The existing `PUT /_matrix/client/v3/rooms/:roomId/send/:eventType/:txnId` endpoint is additionally
[deprecated](https://spec.matrix.org/v1.9/#deprecation-policy) by this proposal. Note that besides
the change in request body to support UIA (and associated error condition), the request is otherwise
unchanged.
MSC2244's authorization rules and redaction handling are additionally replaced to be in line with
[room version 3](https://spec.matrix.org/v1.9/rooms/v3/#handling-redactions) and greater. Instead
of sending a filtered redaction event down to a client, the redaction event is withheld until *all*
target events are known by the server, and are valid targets. The server SHOULD attempt to retrieve
unknown target events from other servers in the room with appropriate backoff to avoid needlessly
delaying the redaction's effect.
This approach helps diminish the impact of a redaction event targeting future or deliberately missing
events causing future issues in clients, servers, and conversation history. Further, by assuming that
a server listing an event ID in the redaction means they have knowledge of that event ID, the sender
is discouraged from including known-invalid entries. They would be the first server to be contacted
when every other server is attempting to locate that missing event.

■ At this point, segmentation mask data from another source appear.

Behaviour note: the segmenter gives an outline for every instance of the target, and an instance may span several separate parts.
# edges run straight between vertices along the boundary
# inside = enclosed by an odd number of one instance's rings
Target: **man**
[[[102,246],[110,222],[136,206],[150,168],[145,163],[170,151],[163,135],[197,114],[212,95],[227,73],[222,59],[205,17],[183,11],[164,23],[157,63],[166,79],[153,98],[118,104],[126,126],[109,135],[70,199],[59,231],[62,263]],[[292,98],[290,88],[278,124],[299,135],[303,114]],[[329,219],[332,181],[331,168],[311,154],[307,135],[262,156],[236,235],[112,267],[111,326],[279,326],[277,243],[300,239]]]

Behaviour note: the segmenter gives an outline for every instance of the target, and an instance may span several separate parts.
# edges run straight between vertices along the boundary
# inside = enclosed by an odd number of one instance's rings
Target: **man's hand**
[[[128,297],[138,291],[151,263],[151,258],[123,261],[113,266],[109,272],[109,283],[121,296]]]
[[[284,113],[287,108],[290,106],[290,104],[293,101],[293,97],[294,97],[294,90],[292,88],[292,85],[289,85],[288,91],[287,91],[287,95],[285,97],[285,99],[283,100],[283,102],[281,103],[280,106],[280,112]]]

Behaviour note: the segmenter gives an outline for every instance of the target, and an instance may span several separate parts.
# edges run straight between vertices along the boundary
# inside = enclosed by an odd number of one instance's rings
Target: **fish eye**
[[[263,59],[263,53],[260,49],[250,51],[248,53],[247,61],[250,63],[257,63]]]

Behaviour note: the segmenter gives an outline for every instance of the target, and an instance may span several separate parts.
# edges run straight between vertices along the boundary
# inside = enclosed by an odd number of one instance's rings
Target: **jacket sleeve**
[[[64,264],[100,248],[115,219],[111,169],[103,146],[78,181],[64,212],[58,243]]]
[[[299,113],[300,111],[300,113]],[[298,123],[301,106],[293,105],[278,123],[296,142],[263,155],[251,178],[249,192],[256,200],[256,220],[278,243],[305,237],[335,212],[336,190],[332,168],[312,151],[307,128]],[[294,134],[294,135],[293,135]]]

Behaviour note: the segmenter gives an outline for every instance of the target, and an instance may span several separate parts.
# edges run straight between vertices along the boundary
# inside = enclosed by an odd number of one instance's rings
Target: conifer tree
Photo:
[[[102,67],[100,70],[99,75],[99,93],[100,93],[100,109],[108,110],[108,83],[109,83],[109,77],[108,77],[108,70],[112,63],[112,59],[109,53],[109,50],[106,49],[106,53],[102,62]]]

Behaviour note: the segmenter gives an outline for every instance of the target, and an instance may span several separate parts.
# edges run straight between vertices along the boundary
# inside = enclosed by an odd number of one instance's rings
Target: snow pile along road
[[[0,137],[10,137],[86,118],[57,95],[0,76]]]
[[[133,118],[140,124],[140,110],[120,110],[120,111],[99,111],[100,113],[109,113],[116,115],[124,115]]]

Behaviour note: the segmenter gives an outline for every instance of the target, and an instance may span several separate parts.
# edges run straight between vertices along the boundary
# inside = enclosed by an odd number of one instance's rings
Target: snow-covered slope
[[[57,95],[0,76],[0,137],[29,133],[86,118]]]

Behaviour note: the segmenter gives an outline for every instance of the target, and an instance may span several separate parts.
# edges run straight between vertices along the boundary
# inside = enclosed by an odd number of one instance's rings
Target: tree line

Servers should note that a malicious server may still include deliberately malicious entries to consume
time spent retrying (and failing) on every other server, slowing them down. Servers should give up
trying to locate missing target events after a reasonable period of time. Specifics are left as an
implementation detail.
## Potential issues
UIA is theoretically going away or changing with the OIDC work from the core team. This proposal makes
the transition harder or at least more verbose once OIDC is ready. Ideally, the fewest transitions
possible would be performed, though with OIDC potentially being further out than this MSC, it feels
appropriate to continue using UIA for now.
This MSC also forces servers to withhold redactions until *all* target events are received and validated.
In the case of volumetric spam, this means a server will be required to first download that spam then
redact it. With each event being maximum 65kb in size, this could be significant network traffic. The
alternative is a malicious sender could cause future problems or confuse clients due to trivially
possible bugs in servers, thus exploiting individual implementation bugs to alter the conversation
history depending on viewer.
## Alternatives
No significant alternatives not already discussed identified.
## Security considerations
This proposal discloses a consideration around mass redaction being the same as deactivation, and
identifies a potential security issue relating to malicious redaction events. How these issues are
resolved from a security standpoint is described inline by the proposal text.
## Unstable prefix
MSC2244 is from a time before an unstable prefix section was included in proposals. This proposal adds
one, described here.
While MSC2244 is not considered stable, implementations should use `org.matrix.msc2244` as the room
version identifier, using [v11](https://spec.matrix.org/v1.9/rooms/v11) as a base. Note that this
inherits MSC2244's backwards compatibility clauses as [formal specification](https://spec.matrix.org/v1.9/rooms/v11/#moving-the-redacts-property-of-mroomredaction-events-to-a-content-property).
For clarity, the `org.matrix.msc2244` room version additionally includes the changes described by
this MSC too.
## Dependencies
This proposal has no direct dependencies.